The recently-graduated Rebelle is now set to join the Ontario Tech University Ridgebacks this fall, but a year ago, Miaro’s basketball dreams didn’t look as promising. In September, the 17-year-old guard tore her Achilles tendon during a practice.
“Not being able to play for a long period of time was a strange experience,” highlights Miaro, who was used to training most days of the week before the pandemic as part of the Louis-Riel Girls’ Basketball Academy.
To make the best out of an unfortunate situation, the Rebelles held virtual workouts to keep up their normal training volume, practicing skills like dribbling and shooting in their basements and garages. Miaro says help from her coach André Desjardins and her parents kept her motivated to keep playing the sport that she loves.
“I would play basketball hopping on one leg. I had that mentality of still being an athlete, even though I wasn’t able to participate as much,” she notes. “I felt like I had more time to work on my individual skills.

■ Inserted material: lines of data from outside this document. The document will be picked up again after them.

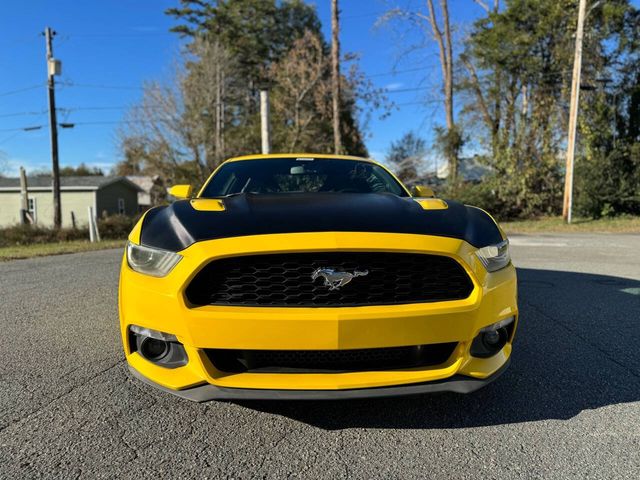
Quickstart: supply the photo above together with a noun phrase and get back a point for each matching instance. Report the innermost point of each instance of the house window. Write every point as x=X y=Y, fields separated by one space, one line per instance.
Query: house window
x=33 y=209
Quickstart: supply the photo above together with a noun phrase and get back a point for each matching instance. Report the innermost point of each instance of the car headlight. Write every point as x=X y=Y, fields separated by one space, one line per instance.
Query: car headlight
x=151 y=261
x=495 y=257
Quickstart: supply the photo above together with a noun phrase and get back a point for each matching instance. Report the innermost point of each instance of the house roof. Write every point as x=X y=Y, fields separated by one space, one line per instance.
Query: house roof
x=94 y=182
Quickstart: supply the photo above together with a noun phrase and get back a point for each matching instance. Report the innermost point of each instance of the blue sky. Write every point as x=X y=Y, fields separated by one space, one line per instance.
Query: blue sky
x=109 y=48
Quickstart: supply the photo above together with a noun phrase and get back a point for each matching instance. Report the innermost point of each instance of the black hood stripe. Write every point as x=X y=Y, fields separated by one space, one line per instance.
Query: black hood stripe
x=179 y=225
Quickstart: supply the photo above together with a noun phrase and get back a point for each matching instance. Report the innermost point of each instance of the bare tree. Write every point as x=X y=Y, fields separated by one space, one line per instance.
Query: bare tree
x=300 y=97
x=178 y=128
x=439 y=29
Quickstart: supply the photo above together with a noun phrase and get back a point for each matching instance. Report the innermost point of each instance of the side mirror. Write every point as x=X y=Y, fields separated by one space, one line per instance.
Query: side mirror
x=180 y=191
x=422 y=191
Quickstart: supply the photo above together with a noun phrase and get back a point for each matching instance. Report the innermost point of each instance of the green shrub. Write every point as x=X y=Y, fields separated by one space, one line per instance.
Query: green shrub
x=111 y=228
x=30 y=234
x=477 y=194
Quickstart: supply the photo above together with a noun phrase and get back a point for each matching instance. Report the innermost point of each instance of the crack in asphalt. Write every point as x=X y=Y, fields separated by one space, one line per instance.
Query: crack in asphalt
x=58 y=397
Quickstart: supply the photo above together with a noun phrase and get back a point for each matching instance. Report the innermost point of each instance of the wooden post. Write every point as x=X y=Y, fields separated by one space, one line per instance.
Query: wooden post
x=92 y=232
x=25 y=217
x=53 y=127
x=335 y=76
x=567 y=205
x=264 y=121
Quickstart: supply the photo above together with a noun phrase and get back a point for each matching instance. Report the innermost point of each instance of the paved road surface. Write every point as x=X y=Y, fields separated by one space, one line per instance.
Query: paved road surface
x=567 y=408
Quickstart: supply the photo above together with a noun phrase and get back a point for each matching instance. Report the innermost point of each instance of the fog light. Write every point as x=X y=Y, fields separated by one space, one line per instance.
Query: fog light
x=153 y=349
x=160 y=348
x=492 y=339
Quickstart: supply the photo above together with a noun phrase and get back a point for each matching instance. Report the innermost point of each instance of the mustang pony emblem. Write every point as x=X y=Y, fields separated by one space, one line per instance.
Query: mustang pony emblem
x=335 y=279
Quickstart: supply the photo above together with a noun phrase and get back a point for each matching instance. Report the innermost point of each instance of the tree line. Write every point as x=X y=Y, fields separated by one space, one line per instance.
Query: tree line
x=505 y=91
x=511 y=78
x=210 y=110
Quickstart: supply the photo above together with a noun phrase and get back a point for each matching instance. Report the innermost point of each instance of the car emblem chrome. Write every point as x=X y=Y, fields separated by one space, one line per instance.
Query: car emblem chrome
x=335 y=279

And I think it helped me develop self-discipline.”
In overcoming the challenges of both a serious injury and a pandemic, Desjardins says Miaro has gained the resilience needed to excel in varsity sports.

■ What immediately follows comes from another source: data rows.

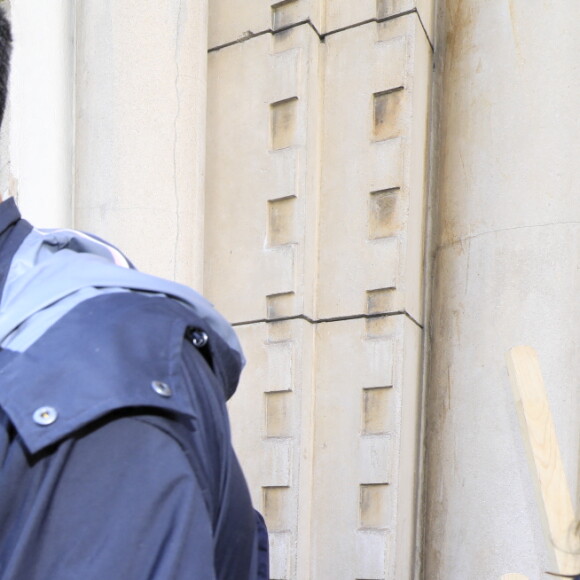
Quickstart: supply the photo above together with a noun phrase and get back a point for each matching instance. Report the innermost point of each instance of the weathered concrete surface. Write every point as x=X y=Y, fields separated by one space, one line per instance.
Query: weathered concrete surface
x=140 y=130
x=506 y=274
x=41 y=116
x=316 y=193
x=236 y=20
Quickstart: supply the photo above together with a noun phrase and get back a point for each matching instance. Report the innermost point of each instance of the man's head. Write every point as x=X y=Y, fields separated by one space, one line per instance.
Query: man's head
x=5 y=50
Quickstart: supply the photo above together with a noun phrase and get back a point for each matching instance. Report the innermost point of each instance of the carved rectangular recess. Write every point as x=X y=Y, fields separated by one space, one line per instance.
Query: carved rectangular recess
x=386 y=8
x=283 y=123
x=278 y=413
x=374 y=506
x=383 y=213
x=276 y=508
x=377 y=411
x=284 y=13
x=281 y=221
x=381 y=300
x=280 y=305
x=387 y=113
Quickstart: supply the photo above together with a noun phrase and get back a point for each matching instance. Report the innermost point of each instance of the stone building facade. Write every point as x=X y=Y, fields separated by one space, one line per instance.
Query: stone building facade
x=380 y=195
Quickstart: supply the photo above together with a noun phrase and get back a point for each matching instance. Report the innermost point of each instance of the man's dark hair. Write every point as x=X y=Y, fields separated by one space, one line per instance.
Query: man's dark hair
x=5 y=51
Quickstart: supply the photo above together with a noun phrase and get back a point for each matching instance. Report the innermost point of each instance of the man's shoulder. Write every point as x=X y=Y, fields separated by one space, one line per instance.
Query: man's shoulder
x=115 y=351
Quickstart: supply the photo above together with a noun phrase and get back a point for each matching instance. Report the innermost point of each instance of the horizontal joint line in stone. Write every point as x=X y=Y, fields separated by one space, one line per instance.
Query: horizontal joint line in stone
x=321 y=36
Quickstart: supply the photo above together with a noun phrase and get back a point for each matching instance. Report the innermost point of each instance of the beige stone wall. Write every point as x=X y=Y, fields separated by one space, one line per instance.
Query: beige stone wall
x=307 y=230
x=506 y=271
x=315 y=206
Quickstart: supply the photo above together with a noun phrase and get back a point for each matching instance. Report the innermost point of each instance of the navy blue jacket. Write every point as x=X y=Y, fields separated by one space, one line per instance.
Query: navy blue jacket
x=115 y=452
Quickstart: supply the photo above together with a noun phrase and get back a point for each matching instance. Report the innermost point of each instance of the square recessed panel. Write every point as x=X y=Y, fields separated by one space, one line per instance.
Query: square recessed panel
x=384 y=219
x=276 y=508
x=284 y=13
x=279 y=414
x=283 y=123
x=281 y=221
x=387 y=114
x=387 y=8
x=377 y=411
x=374 y=506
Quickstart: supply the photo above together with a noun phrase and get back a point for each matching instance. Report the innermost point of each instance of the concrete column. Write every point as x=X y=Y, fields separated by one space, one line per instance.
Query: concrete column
x=317 y=132
x=140 y=130
x=506 y=270
x=41 y=110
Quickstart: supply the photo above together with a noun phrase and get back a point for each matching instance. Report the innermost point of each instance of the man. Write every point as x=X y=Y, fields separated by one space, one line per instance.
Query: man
x=115 y=452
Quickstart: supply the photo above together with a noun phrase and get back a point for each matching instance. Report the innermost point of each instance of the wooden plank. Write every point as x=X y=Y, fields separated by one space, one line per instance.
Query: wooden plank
x=544 y=458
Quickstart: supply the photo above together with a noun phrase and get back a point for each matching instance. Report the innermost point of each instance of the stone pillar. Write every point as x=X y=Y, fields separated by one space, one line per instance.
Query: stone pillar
x=40 y=119
x=317 y=140
x=506 y=270
x=140 y=130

“She really came into her own in the last year and a half,” signals the past Team Ontario and Team Canada coach. “I think she’s going to be someone who’s going to bring a lot of energy to a group – good physicality, really great teammate.”

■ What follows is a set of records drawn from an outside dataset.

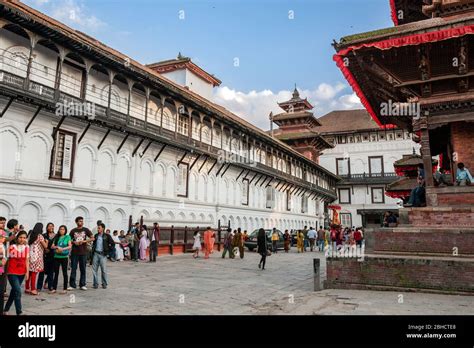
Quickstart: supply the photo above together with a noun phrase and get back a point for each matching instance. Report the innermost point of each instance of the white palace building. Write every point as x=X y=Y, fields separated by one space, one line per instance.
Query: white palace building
x=87 y=131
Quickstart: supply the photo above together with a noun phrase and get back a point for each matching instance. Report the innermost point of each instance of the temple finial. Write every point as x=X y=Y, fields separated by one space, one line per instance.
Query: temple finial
x=296 y=94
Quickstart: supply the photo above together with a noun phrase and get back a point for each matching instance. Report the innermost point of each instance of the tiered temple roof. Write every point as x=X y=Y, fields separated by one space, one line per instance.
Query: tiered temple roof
x=298 y=127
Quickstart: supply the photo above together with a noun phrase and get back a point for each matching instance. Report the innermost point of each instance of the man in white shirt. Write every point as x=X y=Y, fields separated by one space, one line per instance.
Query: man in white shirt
x=154 y=237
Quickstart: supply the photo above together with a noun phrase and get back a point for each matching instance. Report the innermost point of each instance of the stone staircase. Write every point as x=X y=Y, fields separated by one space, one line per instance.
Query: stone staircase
x=427 y=259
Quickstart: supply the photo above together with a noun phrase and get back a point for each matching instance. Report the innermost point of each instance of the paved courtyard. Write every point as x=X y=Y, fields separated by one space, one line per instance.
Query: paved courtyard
x=181 y=285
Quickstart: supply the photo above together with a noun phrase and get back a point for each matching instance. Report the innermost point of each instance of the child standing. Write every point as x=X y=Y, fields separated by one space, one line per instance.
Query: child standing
x=17 y=270
x=197 y=244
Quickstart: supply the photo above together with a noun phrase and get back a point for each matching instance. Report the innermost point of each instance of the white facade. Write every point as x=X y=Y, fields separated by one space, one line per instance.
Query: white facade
x=111 y=186
x=358 y=147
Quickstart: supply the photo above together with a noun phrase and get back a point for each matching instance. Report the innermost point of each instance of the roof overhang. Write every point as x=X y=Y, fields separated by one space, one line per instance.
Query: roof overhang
x=389 y=39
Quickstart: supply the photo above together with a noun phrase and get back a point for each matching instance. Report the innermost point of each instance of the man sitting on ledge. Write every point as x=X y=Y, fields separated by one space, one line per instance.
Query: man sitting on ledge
x=463 y=177
x=417 y=195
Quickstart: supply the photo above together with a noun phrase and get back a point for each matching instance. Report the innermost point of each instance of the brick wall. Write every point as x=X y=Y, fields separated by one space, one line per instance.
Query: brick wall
x=456 y=199
x=435 y=242
x=393 y=273
x=442 y=217
x=462 y=135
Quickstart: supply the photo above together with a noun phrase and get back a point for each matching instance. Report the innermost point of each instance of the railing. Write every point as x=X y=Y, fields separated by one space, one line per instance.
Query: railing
x=46 y=74
x=370 y=175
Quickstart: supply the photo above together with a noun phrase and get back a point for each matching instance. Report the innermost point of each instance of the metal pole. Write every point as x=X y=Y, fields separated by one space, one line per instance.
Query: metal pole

Miaro credits the Louis-Riel Sports-Study program with preparing her to take on the challenges of the past year.
“The teachers really do care so much about you succeeding in your sport,” underlines Miaro, who will rejoin past Rebelles teammate Bilan Khadar, a 2019 grad, at Ontario Tech. “They’re really involved in your success and willing to go the extra step for you. It wasn’t a ‘me, myself and I’ thing to succeed – the school as a whole wants to see you succeed. I think that really sets it apart.”
Desjardins feels “super proud of her, and the undergraduate girls, and how they did this year. I’m excited to see what the next chapter is,” he adds.
The next chapter for Miaro will be on the court in Oshawa. Along with living on campus in the fall, she says she’s most excited for the opportunity to play against university athletes.
“Being able to play at a higher level against these women that have been training their whole lives to be where they are now – I’m so ready to play.”